Паша усмехнулся. Кота же привлекла повязка на другой руке Вершинина, и он потянулся обнюхивать и её. Однако почти сразу отпрянул, жмурясь и кривя мордочку — видимо, от бинта резко пахло аптечкой и медикаментами. Тут же, будто бы пытаясь сделать вид, словно ничего не произошло, с какой-то горделивостью потоптался по Паше, а затем клубком улёгся на его живот, даже позволив юноше запустить пальцы в пушистую шерсть. Костенко же потрепал Вершинина по голове и отстранился.
— Пять минут, и вернусь.
— Коту тоже колбаски захвати, — попросил юноша.
— Да куда ему колбаски-то? — фыркнул Сергей. — Вредно колбаску. И он потом разбалуется, опять клянчить со стола будет и корм есть перестанет.
— Ну ладно тебе, всего кусочек. Ему же обидно будет, что мы тут бутеры есть станем.

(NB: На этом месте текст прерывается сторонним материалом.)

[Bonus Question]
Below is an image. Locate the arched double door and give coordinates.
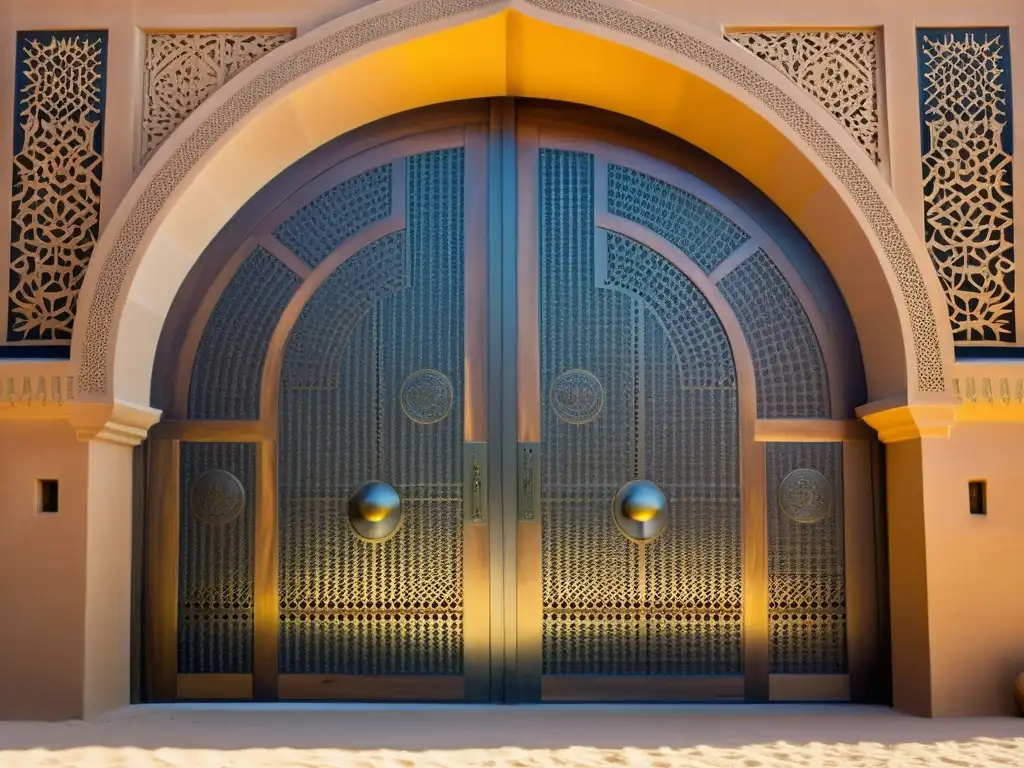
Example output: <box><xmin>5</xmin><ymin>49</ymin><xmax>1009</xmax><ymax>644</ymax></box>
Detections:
<box><xmin>144</xmin><ymin>100</ymin><xmax>881</xmax><ymax>701</ymax></box>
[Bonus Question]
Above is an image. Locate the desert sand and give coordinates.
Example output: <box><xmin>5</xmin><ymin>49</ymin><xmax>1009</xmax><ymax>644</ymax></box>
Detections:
<box><xmin>0</xmin><ymin>705</ymin><xmax>1024</xmax><ymax>768</ymax></box>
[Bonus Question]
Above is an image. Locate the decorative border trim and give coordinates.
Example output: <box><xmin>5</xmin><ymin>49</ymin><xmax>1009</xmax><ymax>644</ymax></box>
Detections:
<box><xmin>79</xmin><ymin>0</ymin><xmax>945</xmax><ymax>394</ymax></box>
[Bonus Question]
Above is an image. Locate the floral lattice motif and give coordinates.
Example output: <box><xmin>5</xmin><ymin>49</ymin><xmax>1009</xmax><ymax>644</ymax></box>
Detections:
<box><xmin>7</xmin><ymin>32</ymin><xmax>106</xmax><ymax>342</ymax></box>
<box><xmin>140</xmin><ymin>32</ymin><xmax>294</xmax><ymax>163</ymax></box>
<box><xmin>919</xmin><ymin>30</ymin><xmax>1017</xmax><ymax>343</ymax></box>
<box><xmin>728</xmin><ymin>30</ymin><xmax>881</xmax><ymax>164</ymax></box>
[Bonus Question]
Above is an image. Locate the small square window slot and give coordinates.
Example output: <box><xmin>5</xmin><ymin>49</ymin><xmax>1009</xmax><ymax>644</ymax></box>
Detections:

Костенко поглядел на Пашку, потом на кота, шутливо закатил глаза и кивнул. Вершинин улыбнулся. Мужчина потрепал его по голове и вышел из комнаты, тут же начиная греметь посудой на кухне. Паша глубоко вздохнул и запрокинул голову на спинку дивана, расслабленно прикрывая глаза. Рука всё ещё ныла, зато на душе теперь стало куда легче. Мягкий кот грел колени, сердце согревалось любовью, которой юношу окутали. У Вершинина засосало под ложечкой, и по всему телу будто бы прокатилась какая-то будоражащая волна, яркая, как вспышка. В такие моменты Паша словно по-новому ощущал, как же сильно любит Сергея. Мгновенно его стало непозволительно мало, захотелось коснуться мужчины, снова прижаться, обхватить плотнее, будто стремясь слиться в единое существо. Вершинин почувствовал, как сердце начало биться стремительно, а на кончиках пальцев словно сверкнули искорки — так славно, так замечательно ощущать это тёплое переполняющее чувство всепоглощающей любви и нежности. Паша, правда, души не чает в заботливом, рассудительном, осторожном, самом ласковом и внимательном Серёже, и юноша искренне ему благодарен за всё тепло, за всю нежность, бережность, но вместе с тем и рациональность, которую мужчина проявляет по отношению к нему. Потому что в этом и есть всё самое дорогое, родное и желанное. В этом и есть вся любовь.